Google DNS and firmware 8.2

Michael234 · March 18, 2022, 8:28pm

I recently read about malware that uses Google DNS, so I decided to block both 8.8.8.8 and 8.8.4.4 with a firewall rule on a B20x firmware 8.2.0. The router is using DoH with Cloudflare, not sure if that is relevant.

Despite the firewall rule, I see traffic out the WAN port that pings 8.8.8.8. I also see traffic out the WAN port to TCP port 443 at 8.8.8.8. This traffic is detected by another Peplink router to which the B20x is connected.

GUESSES

The traffic comes from a router client and the firewall rule is not working (its a Grouped network)
The traffic comes from the router itself. But, if so, should it not be using Cloudflare for DNS? Router is not doing Speed Fusion, if that matters.
The traffic comes from the router doing WAN quality monitoring. But, it is disabled.

mystery · March 18, 2022, 8:48pm

What Malware? Please provide a link.

Michael234 · March 19, 2022, 4:37pm

Cyclops Blink malware running on Asus Routers

but it could be any malware.
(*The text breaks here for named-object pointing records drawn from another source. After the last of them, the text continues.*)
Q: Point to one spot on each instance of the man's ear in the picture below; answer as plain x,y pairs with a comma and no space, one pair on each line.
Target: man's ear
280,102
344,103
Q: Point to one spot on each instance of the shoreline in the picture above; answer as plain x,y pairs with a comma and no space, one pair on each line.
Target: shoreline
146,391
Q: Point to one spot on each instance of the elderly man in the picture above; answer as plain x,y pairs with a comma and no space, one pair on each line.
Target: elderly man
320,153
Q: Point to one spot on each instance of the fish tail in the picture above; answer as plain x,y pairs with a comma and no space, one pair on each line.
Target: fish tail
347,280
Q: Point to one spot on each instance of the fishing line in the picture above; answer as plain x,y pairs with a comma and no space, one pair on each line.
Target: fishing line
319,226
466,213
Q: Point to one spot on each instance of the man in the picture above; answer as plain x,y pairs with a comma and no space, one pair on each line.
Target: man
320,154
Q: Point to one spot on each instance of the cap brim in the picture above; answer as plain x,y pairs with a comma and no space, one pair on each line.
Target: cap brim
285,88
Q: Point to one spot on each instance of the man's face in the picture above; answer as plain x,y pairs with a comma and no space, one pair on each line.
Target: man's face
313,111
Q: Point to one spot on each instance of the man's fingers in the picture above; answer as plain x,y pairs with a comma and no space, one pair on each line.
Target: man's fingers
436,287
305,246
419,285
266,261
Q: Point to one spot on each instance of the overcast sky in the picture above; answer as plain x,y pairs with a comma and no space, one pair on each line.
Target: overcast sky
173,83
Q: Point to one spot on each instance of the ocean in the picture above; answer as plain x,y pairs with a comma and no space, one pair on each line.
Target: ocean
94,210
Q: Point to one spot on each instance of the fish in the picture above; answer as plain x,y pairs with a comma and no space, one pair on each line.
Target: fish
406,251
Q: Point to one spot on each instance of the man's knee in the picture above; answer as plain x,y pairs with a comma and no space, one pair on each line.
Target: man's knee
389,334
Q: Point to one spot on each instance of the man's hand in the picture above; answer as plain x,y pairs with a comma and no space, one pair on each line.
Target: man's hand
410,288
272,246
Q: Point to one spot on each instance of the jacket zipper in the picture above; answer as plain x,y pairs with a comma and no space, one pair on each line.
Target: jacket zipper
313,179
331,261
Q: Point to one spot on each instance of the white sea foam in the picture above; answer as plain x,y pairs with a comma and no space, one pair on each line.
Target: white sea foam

I have also seen a Roku box use Google DNS 8.8.8.8 rather than the DNS servers from the router.

Rick-DC · March 19, 2022, 9:49pm

Well, I’ll add #4 to your list. We recently observed a behavior where more than 600 DNS inquiries per hour were being made to 8.8.8.8 and 8.8.4.4 from the LAN-side of a B380. We never, ever use Google DNS except for benign health checks (e.g., one of the ping targets for Peplink routers to check this.) Upon further inquiry we learned that Wyze cams (not all – just some – inexplicably) were generating this traffic. We submitted a ticket to Wyze and were told they do this to determine if the cam is on-line. We followed up with more questions including “why some cameras and not others?” Wyze has not responded except to say “watch for a firmware update.” (We’re still watching …)

mystery · March 20, 2022, 1:29am

Are Wyze cams storing video locally or in the cloud? If local, I’d deny all internet access to and from.

Michael234 · March 20, 2022, 3:23pm

Even if the video is stored locally, it might be that the control of the cameras requires the Internet. Still, I agree completely with your idea of blocking anything we can block especially with IoT devices.

Rick-DC · March 20, 2022, 8:55pm

Denying them access to the internet would be a very valuable strategy – if the owner did not want to them to work (at all.)